To the author, the frequent comparisons to Donald Trump’s 2016 presidential campaign — Mr. Bolsonaro has declared his admiration for the American president and embraced his “Brazil’s Trump” moniker — are indeed well-founded.
“It’s the same strategy used by Trump in the United States,” he said. “Somewhat dissatisfied people … were bombarded with extreme right-wing information. … They don’t want to think about their options; they simply want to throw the PT out of power, whatever that brings with it.”
Postelection questions
What a President Bolsonaro would actually do, meanwhile, remains anybody’s guess.
The former paratrooper started his political career as a fervent nationalist, but his would-be finance minister, University of Chicago-trained banker Paulo Guedes, is about as pro-free market as they come.
Although the thrice-married father of five is ardent in his opposition to legalized abortions and same-sex unions, critics have said he still lacks well-rounded proposals for Brazil’s troubled health care and pension systems.
His conspicuous intention to rely on military brass to run his administration — his running mate, Hamilton Mourao, is a four-star general, and his Cabinet would be made up of “a ton of military ministers,” he has said — has alarm bells ringing among human rights activists.
Mr. Bolsonaro has raised concerns here and abroad with his vocal defense of military rule in Brazil from 1964 to 1985, and he maintains close ties to conservative groups of soldiers and reservists, Maud Chirio, author of “Politics in Uniform: Military Officers and Dictatorship in Brazil,” said in an interview.
“Bolsonaro is the product of these networks,” she said, “and he was sustained by these networks during [his entire] period as a congressman.”
The reserve officer will likely expand the use of the army to fight crime, a strategy adopted by Ms. Rousseff and her successor, Michel Temer, which means that today truckloads of heavily armed soldiers are a familiar sight along Rio’s famed waterfront boulevards.
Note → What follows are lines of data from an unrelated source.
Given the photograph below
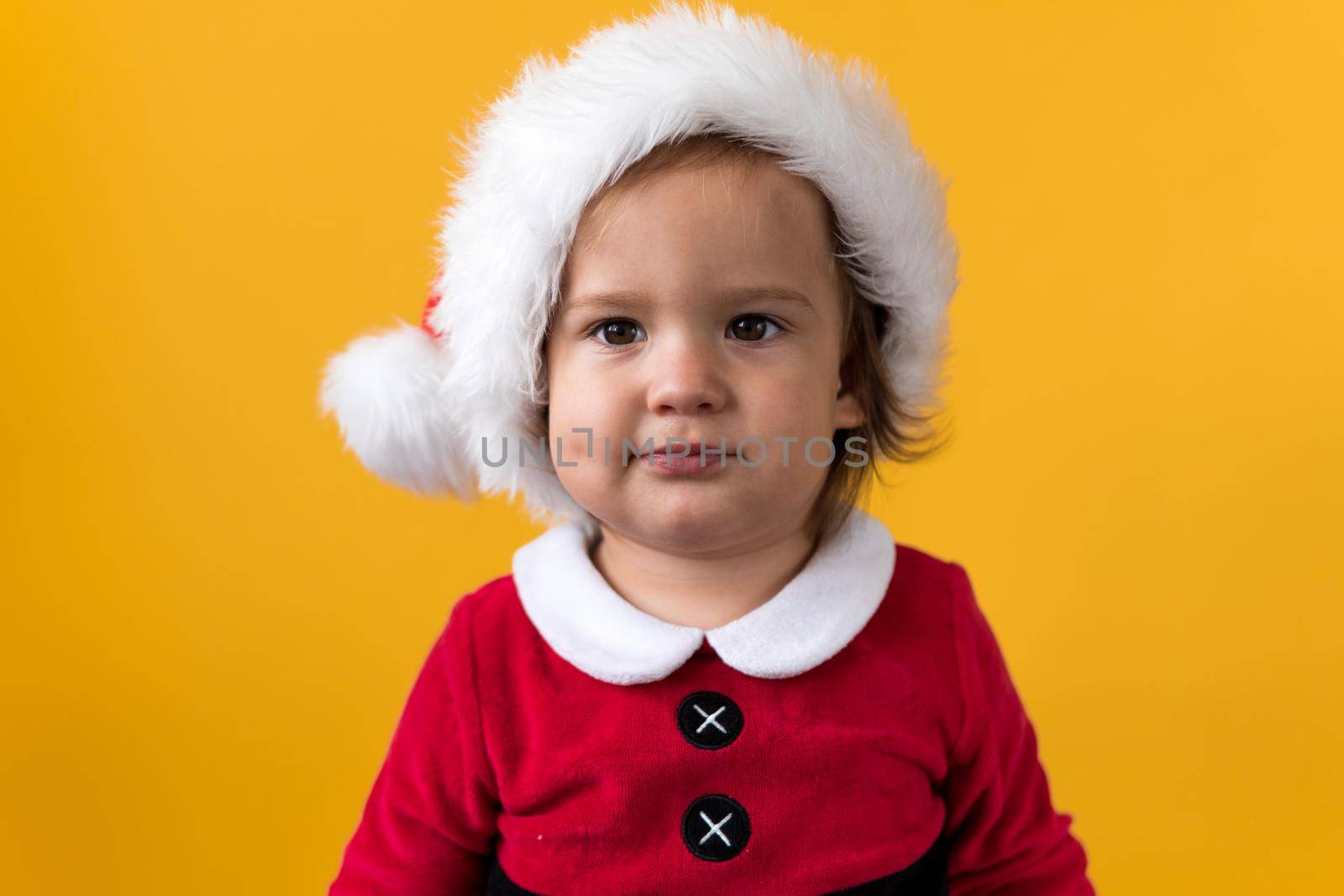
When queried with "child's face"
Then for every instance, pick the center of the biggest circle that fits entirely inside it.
(685, 351)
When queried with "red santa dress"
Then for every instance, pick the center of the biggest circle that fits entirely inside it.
(859, 732)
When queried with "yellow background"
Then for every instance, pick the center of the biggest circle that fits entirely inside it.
(213, 614)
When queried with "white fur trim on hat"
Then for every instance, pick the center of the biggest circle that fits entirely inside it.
(564, 130)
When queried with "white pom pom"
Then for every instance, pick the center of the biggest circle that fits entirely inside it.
(386, 392)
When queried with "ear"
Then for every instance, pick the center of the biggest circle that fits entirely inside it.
(848, 412)
(848, 409)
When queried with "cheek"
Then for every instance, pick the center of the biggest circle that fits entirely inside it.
(796, 399)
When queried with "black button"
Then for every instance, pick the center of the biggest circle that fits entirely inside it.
(709, 720)
(716, 828)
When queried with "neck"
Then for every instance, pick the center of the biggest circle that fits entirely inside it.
(702, 590)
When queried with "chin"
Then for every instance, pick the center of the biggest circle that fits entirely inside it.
(689, 523)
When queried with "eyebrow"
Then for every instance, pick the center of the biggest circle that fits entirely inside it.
(625, 298)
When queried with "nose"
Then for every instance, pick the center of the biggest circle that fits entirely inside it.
(685, 378)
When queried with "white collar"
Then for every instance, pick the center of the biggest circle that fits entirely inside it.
(810, 621)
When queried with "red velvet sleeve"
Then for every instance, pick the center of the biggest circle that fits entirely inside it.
(1005, 833)
(429, 821)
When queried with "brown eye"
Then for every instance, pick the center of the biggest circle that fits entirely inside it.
(752, 328)
(618, 332)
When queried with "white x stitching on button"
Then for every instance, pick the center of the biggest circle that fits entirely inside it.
(709, 719)
(714, 829)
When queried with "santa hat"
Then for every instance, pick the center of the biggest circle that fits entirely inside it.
(418, 403)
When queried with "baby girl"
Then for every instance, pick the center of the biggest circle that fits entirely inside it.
(694, 285)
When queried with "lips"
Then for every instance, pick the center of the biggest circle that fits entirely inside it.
(694, 449)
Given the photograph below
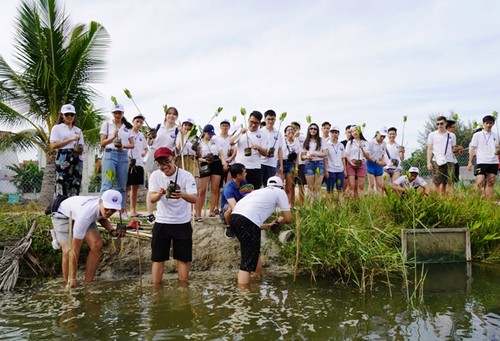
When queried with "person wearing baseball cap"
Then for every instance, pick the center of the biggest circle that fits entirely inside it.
(173, 189)
(84, 211)
(247, 219)
(67, 139)
(411, 181)
(376, 161)
(116, 138)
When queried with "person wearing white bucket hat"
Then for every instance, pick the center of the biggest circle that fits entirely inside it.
(67, 139)
(247, 220)
(410, 181)
(84, 212)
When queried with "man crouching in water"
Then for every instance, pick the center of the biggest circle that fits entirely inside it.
(84, 211)
(174, 189)
(247, 219)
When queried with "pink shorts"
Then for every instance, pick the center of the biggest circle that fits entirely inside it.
(359, 171)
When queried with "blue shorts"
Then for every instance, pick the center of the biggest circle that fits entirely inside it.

“He believes in the usefulness of the militarization of public safety,” Ms. Chirio said. “[To him,] it’s a war against violence and [crime]; and in wars, there is different rules — or no rules.”
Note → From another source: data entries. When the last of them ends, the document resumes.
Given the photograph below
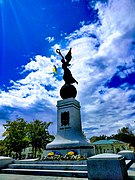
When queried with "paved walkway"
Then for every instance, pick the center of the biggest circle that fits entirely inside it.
(131, 173)
(29, 177)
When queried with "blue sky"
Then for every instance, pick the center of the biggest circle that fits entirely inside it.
(102, 36)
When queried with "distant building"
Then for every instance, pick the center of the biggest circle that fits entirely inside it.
(109, 146)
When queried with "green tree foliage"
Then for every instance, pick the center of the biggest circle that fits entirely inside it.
(3, 148)
(38, 135)
(125, 134)
(16, 139)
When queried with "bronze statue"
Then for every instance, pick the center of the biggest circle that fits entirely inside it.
(67, 77)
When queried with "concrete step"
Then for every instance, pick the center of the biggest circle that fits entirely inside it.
(49, 167)
(63, 173)
(35, 161)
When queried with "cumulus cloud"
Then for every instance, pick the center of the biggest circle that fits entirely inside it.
(98, 50)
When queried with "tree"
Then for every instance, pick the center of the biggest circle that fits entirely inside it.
(38, 135)
(125, 134)
(16, 139)
(97, 138)
(3, 148)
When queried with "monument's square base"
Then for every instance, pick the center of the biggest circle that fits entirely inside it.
(82, 151)
(69, 130)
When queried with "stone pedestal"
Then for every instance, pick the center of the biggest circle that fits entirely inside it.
(107, 166)
(69, 129)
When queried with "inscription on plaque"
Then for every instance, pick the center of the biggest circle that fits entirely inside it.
(65, 118)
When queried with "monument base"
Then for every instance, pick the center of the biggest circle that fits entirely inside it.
(69, 130)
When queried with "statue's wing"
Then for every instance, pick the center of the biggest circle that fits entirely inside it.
(68, 57)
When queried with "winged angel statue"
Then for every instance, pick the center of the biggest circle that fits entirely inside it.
(67, 77)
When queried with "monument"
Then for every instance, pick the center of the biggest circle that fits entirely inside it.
(69, 129)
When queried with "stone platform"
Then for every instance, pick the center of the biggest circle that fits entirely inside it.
(69, 130)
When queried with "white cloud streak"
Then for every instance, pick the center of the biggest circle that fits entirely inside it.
(97, 51)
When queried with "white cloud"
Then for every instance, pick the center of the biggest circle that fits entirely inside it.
(50, 39)
(97, 50)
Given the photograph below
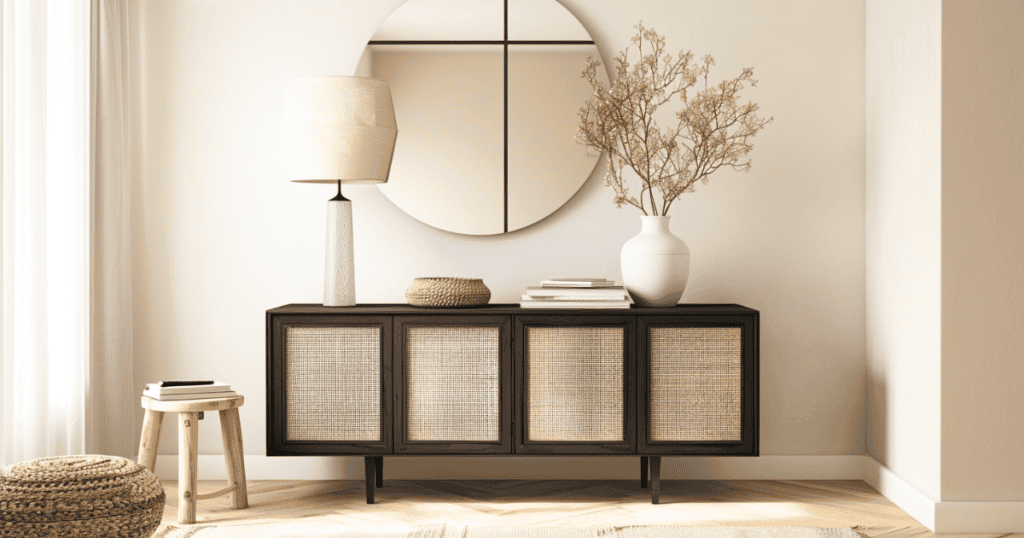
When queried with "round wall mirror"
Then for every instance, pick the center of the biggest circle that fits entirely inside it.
(486, 95)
Mr. Bolsonaro’s fondness of and backing from within the armed forces are undeniable, as is the fact that some of his supporters feel called to violence, Mr. Duarte said. But fears of an impending dictatorship are overblown, the political scientist cautioned.
“He will get to the presidency with the legitimacy of the vote, not through a coup,” he said. “And it looks like he will also have a friendly parliamentary base, so he can do what he wants with [legislative] approval.”
In a deeply disillusioned and divided country, thus, Mr. Bolsonaro’s biggest challenge might well be to reinvent himself as a voice of unity without disappointing the soaring hopes of his supporters.
“He was never a very active parliamentarian,” Mr. Saint-Clair said. “He very much has gained notoriety based on controversy, based on homophobic statements, misogynistic statements.”
But in the dwindling days before Sunday’s runoff, Brazilians’ political fatigue seems such that even minority voters like Ruth Oliveira, a 52-year-old employee at a Barra de Tijuca convenience stand, are simply clamoring for a change.
“Look, I’ve thought about those things: that he’s a racist, he doesn’t like blacks … he doesn’t like gays,” she said. “Even so, I’ll vote for him. Because knowing another one’s dirt doesn’t matter; what matters is the country.”